Hands shot up all over the room.
We’ve all experienced the frustration that accompanies feeling ignored. We call a company and get the run around—transferred from person to person, not believing anyone really cares. We feel frustrated, powerless, and complete the call with a poor image of the company.
“I just wish they would have listened to me,” we say.
All anyone wants when they have a problem is to be heard. Understanding this principle and demonstrating the ability to actively listen goes a long way in today’s society, and it can help set your company apart .
Builds Client Trust. If you prove to your client base you are actively listening, and respond with empathy, your clients will feel taken care of and continue to build a relationship with your company. For example, one of our receptionists recently received this compliment from a caller: “You are one of the nicest people I have talked to. So many people forget now-a-days to be courteous on the phone.

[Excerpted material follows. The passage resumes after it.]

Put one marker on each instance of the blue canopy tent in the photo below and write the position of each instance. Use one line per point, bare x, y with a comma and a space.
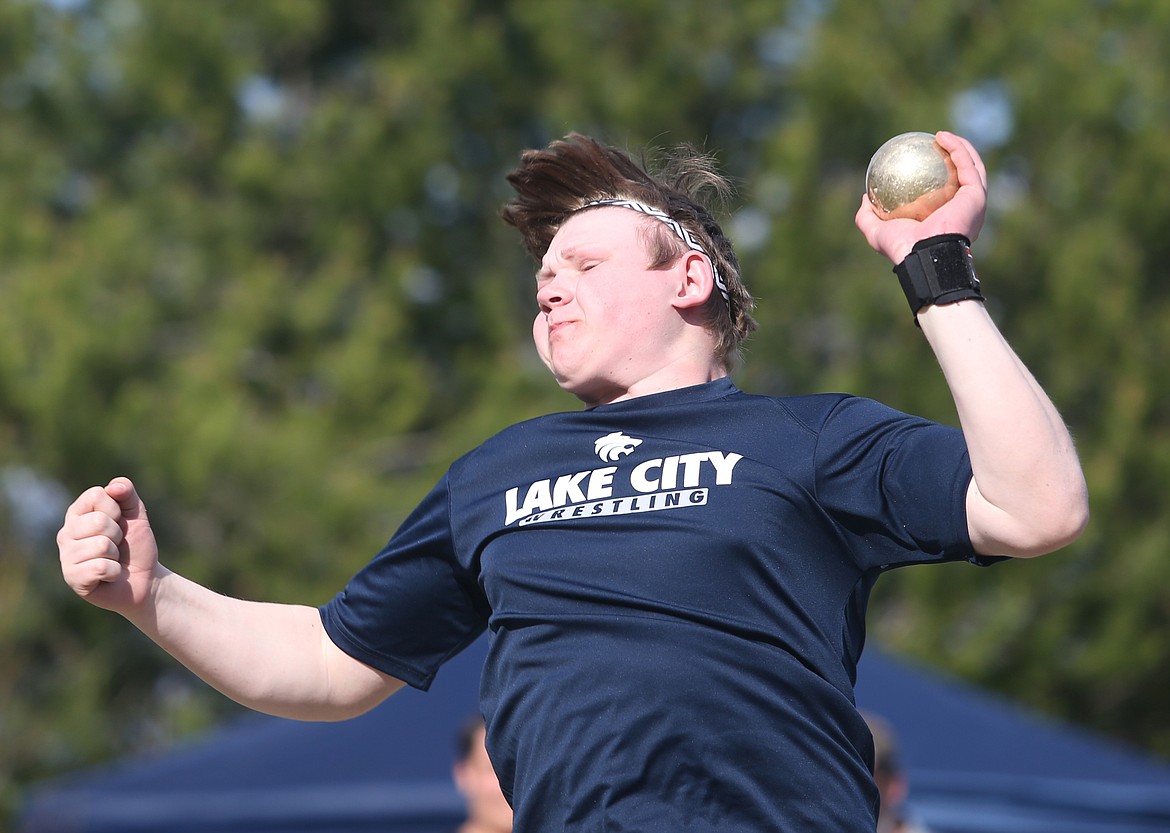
976, 765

I hope I get to meet you when I come by the office.” If your clients trust they are being listened to, you are well on your way to developing a loyal customer and strong company advocate.
Aids Company Growth. Having a listening ear does more than improve customer service—it provides insights into how your company is performing and aids in decision-making. Are there certain pain points being expressed more often than others? Or, on the flip side, are you receiving a number of compliments on a certain aspect of your company? This is all valuable information in understanding what areas of your company are thriving, and what areas could use a little adjusting.
Now that you have an understanding as to why listening is important, here are five steps you can take to build a culture of listening in your company.
Teach your employees to be active listeners.
Every employee, not just those who interact with clients most, need to be taught active listening skills. Here are a few examples of fun active listening exercises:
- Group Storytelling: A story is told one sentence at a time, with each staff member adding a new element. Each person must listen carefully to ensure they tell the story correctly, while also adding an element that fits with the storyline.
- My Vacation Spot: One staff member discusses their ideal vacation spot, providing subtle hints as to the specific location. The other staff member must then recommend a vacation destination based on their explanation, with the speaker confirming or denying the suggestion’s usefulness.
- So You’re Saying: Have one staff member explain a common customer complaint or issue. The second staff member must then summarize what has been heard, and repeat this summary back to the speaker for confirmation.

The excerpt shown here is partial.